ROCKY MOUNTAIN COCONUT CAKE 
1 c. butter, softened
2 c. sugar
4 eggs
3 c. all-purpose flour
1 tbsp. baking powder
1/4 tsp. salt
1 c. milk
1 tsp. vanilla extract
Rocky Mountain Filling
1 c. grated coconut

Cream butter; gradually add sugar, beating well. Add eggs, one at a time, beating well after each addition.

Combine flour, baking powder and salt; add to creamed mixture alternately with milk, beginning and ending with flour mixture. Mix well after each addition. Stir in vanilla.

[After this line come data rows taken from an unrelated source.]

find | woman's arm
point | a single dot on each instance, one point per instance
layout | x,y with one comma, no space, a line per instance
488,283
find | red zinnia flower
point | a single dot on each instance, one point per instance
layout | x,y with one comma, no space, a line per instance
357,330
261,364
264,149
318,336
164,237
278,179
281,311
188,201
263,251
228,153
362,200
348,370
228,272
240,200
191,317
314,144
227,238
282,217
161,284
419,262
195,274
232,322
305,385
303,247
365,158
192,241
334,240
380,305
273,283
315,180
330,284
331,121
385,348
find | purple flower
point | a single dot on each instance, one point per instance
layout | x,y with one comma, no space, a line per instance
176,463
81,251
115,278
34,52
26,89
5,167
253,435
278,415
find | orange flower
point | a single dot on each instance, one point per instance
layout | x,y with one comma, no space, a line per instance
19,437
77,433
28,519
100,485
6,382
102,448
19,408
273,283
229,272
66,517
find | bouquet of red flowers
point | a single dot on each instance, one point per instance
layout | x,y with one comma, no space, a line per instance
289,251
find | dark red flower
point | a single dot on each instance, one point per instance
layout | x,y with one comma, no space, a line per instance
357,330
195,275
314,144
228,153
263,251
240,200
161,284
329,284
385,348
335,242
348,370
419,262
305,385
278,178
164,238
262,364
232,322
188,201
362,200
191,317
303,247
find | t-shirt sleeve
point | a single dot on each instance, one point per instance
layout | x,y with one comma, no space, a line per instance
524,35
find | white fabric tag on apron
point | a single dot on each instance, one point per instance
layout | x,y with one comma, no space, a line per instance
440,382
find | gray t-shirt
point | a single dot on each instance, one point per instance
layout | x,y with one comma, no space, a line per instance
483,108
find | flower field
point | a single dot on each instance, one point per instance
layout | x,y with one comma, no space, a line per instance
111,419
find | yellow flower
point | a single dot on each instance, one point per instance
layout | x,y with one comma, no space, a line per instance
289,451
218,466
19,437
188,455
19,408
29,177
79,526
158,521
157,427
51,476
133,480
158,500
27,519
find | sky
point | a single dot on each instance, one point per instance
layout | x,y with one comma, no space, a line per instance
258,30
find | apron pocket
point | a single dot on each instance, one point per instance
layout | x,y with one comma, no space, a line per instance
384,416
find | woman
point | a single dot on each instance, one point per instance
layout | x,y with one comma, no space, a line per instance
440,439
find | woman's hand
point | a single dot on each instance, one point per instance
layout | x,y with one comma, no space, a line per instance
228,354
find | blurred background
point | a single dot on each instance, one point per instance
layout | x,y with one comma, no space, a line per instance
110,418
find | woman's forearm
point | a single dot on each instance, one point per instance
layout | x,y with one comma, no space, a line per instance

Pour batter into 3 greased and floured 9 inch round cake pans. Bake at 350 degrees for 25 minutes or until a wooden pick inserted in center comes out clean. Cool in pans 10 minutes; remove layers from pans and let cake cool completely. Spread Rocky Mountain Filling between layers and top with coconut. Yield: One 3 layer cake.

FILLING:

1 1/2 c. sugar
1/2 c. water
2 egg whites
2 1/2 c. grated coconut
2 c. chopped raisins
1 c. currants
1 c. chopped blanched almonds

Combine sugar and water in a heavy saucepan. Cook over medium heat, stirring frequently, until mixture comes to a boil and sugar is dissolved.

Beat egg whites (at room temperature) until foamy. While beating at medium speed of electric mixer, slowly pour hot syrup in a thin stream over egg whites. Turn mixer to high speed and continue beating until stiff peaks form and mixture is thick enough to spread. Stir in coconut, raisins, currants and almonds. Yield: Enough for one 3 layer cake.